Last updated: 19 May 2017
With all of the talk about digital driver’s licenses and mobile driving licenses in the government sector, we know that a smartphone-based credential will soon be a reality in the U.S. But as trendy features like selfie photo capture, Bluetooth data transfer, and proximity acceptance finders continue to pique interest, we have to remember one thing: a digital driver’s license is not just a trendy new app. It’s a government-issued identity credential and must be treated as such.
The issuance of state driver’s licenses and IDs are often times the first stronghold in preventing fraudulent identity creation and identity theft. The security of the personal information and the integrity of the enrollment process must be maintained – whether the credential is physical or digital. Identity applications touting time-saving methodologies may sound appealing, but shortcuts in process will inevitably lead to shortcuts in security.
Let’s take a look at some of the considerations of one such “cool” feature that is generating some buzz – the “selfie snapture.” Picture this: You’re sitting at home and need to go buy some wine for a dinner party, but you can’t seem to find your driver’s license. You just heard your state is offering a snazzy new digital driver’s license, which features an easy-breezy enrollment at home. You enter your name, address and other necessary details, snap a selfie, hit submit, and presto – a new digital driver’s license magically appears on your smartphone!

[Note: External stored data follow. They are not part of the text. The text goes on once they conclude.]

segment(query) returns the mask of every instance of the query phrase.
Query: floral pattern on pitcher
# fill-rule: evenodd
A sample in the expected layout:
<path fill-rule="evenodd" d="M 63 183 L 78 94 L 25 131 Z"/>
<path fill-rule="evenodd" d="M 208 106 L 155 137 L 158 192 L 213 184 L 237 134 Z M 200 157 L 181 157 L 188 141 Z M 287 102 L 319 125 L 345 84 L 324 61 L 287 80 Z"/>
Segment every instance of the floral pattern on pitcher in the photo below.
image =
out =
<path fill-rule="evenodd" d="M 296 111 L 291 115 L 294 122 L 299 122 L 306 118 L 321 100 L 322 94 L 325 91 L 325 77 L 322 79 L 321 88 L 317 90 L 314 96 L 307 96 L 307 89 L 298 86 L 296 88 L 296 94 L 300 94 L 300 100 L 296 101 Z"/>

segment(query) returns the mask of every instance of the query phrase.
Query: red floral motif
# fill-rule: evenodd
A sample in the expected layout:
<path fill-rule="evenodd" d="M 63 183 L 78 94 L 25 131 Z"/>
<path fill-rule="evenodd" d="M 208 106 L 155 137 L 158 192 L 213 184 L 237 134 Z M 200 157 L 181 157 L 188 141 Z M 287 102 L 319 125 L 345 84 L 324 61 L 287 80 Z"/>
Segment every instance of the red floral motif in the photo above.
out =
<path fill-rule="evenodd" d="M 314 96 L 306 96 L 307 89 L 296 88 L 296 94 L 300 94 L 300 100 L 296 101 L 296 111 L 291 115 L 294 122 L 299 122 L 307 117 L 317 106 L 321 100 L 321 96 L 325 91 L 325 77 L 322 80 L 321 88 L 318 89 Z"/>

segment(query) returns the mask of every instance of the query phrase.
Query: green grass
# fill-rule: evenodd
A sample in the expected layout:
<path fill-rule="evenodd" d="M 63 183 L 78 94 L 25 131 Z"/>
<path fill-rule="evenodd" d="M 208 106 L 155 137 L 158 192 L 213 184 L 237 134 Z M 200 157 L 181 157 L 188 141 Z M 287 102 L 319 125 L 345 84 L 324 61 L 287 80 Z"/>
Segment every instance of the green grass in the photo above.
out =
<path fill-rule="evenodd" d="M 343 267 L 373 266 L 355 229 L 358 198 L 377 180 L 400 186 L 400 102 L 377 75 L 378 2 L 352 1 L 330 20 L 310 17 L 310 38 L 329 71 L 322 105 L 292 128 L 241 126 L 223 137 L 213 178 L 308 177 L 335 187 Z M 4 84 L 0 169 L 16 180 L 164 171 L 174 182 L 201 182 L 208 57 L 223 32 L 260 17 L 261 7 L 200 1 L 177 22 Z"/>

But several security red flags are raised when considering this feature. How do you ensure the photo is actually the person holding the phone? How do you confirm that the phone they are holding is indeed theirs? How do you prevent them from altering their appearance in some way for the photo? How do you manage an image database or photo rights if a user owns the image? The snap-and-capture home enrollment process begs endless questions of this nature. Yes, user convenience is important in driving DDL acceptance, but let’s not forget who is ultimately responsible for the integrity of these credentials – the DMV. Relinquishing control over the enrollment process and the standardization of license holder images is not something any DMV should consider at this point.
Ultra-convenient and flashy features are certainly something to be explored in the future, but the fundamentals of the confirming “I am who I say I am,” both during enrollment and in-field usage, needs to be the focal point of the conversations at this stage in the digital identity game.